Secretarial Audit gives comfort to the regulators, stakeholders and management that company has disciplined approach to evaluate and improve effectiveness of risk management, control, and governance processes
As per section 204 of the Companies Act, 2013 read with Companies (Appointment and Remuneration of Managerial Personnel) Rules, 2014, following companies are required to obtain ‘Secretarial Audit Report’ form independent practicing company secretary;
(1) Every listed company
(2) Every public company having a paid-up share capital of Fifty Crore rupees or more; or
(3) (b) Every public company having a turnover of Two Hundred Fifty Crore rupees or more.
• “Turnover” means the aggregate value of the realisation of amount made from the sale, supply or distribution of goods or on account of services rendered, or both, by the company during a financial year. [Section 2(91)]
Secretarial Audit is also mandatory to a private company which is a subsidiary of a public company, and which falls under the prescribed class of companies
WHO CAN BE APPOINTED AS SECRETARIAL AUDITOR?
Only a member of the Institute of Company Secretaries of India holding certificate of practice (company secretary in practice) can conduct Secretarial Audit and furnish the Secretarial Audit Report to the Company.
PROFESSIONAL RESPONSIBILITY AND PENALTY FOR INCORRECT AUDIT REPORT
• Section 448 of Companies Act, 2013 deals with penalty for false statements. the section provides that if in any return, report, certificate, financial statement, prospectus, statement or other document required by, or for the purposes of any of the provisions of this Act or the rules made thereunder, any person makes a statement,
• (a) Which is false in any material particulars, knowing it to be false; or
• (b) Which omits any material fact, knowing it to be material,
• he shall be liable under section 447.
• Section 447 deals with punishment for fraud which provides that any person who is found to be guilty of fraud, shall be punishable with imprisonment for a term which shall not be less than six months but which may extend to ten years and shall also be liable to fine which shall not be less than the amount involved in the fraud, but which may extend to three times the amount involved in the fraud. In case, the fraud in question involves public interest, the term of imprisonment shall not be less than three years.

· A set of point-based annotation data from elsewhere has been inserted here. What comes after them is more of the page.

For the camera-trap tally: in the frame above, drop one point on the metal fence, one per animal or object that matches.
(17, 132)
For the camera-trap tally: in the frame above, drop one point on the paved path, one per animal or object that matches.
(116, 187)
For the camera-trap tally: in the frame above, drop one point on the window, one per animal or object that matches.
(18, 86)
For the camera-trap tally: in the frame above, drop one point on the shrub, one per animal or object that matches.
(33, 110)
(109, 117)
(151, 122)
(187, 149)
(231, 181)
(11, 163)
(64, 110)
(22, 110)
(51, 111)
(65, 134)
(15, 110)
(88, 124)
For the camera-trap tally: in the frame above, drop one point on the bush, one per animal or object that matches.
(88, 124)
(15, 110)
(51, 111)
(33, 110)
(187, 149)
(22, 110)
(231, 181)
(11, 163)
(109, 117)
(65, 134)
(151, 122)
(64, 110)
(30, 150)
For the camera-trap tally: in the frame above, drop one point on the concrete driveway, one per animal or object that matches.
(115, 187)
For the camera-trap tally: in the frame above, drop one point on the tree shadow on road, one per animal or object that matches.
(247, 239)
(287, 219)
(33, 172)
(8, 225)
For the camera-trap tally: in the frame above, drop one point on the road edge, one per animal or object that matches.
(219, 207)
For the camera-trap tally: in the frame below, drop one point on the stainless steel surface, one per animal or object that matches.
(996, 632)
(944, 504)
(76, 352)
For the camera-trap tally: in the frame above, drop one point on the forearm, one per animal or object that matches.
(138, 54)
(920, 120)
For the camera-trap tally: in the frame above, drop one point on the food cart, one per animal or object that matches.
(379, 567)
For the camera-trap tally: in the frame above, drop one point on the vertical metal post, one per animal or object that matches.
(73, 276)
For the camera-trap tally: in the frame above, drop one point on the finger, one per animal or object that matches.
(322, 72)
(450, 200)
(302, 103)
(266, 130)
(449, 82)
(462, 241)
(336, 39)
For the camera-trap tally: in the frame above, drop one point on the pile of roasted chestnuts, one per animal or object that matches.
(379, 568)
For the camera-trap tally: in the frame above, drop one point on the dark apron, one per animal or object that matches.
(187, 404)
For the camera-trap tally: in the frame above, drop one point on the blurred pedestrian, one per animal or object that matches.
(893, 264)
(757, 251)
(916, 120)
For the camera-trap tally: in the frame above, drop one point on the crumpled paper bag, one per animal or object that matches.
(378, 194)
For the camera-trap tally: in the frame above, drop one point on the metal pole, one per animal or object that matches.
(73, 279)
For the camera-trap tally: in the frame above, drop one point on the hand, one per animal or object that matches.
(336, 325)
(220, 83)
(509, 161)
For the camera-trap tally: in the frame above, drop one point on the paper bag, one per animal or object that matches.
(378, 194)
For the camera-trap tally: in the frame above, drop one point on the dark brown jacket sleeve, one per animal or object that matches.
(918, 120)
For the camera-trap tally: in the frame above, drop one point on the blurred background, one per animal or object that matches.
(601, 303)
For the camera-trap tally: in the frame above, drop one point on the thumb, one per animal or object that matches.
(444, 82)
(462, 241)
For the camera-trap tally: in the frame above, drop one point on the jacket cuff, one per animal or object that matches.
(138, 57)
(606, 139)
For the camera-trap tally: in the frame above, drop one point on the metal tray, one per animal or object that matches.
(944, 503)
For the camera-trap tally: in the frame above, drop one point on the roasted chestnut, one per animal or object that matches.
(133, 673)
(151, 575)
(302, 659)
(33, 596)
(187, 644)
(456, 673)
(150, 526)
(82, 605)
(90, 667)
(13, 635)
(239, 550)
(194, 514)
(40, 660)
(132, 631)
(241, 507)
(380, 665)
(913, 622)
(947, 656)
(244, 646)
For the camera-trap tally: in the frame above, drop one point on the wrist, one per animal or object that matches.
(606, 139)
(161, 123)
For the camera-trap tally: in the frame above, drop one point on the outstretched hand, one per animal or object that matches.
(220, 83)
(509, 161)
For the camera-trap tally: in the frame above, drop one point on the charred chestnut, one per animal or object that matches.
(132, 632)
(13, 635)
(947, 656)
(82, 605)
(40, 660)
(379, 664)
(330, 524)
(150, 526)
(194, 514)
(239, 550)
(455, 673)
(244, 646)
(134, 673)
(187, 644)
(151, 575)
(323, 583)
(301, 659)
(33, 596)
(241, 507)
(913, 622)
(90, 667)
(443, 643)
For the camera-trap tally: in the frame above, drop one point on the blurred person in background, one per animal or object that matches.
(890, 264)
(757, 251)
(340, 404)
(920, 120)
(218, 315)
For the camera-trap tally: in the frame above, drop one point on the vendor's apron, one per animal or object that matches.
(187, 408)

• In terms of Section 448, a Company Secretary in Practice is liable to attract penal provision if, he makes statement in the Secretarial Audit Report which is false is any material particulars, knowing it be false or omits any material fact knowing it to be material.
• Besides, the Company Secretary in Practice shall be liable for professional or other misconduct mentioned in First or Second Schedule or in both the Schedules to the Company Secretaries Act, 1980 and where held guilty, be liable for the following actions:
• (i) where found guilty of professional or other misconduct mentioned in the First Schedule:
• (a) reprimand;
• (b) removal of name from the register of members upto a period of three months;
• (c) fine which may extend to one lakh rupees.
• (ii) where found guilty of professional or other misconduct mentioned in the Second Schedule:
• (a) reprimand;
• (b) removal of name from the register of members permanently or such period as may be thought fit by the Disciplinary Committee;
• (c) fine which may extend to five lakh rupees.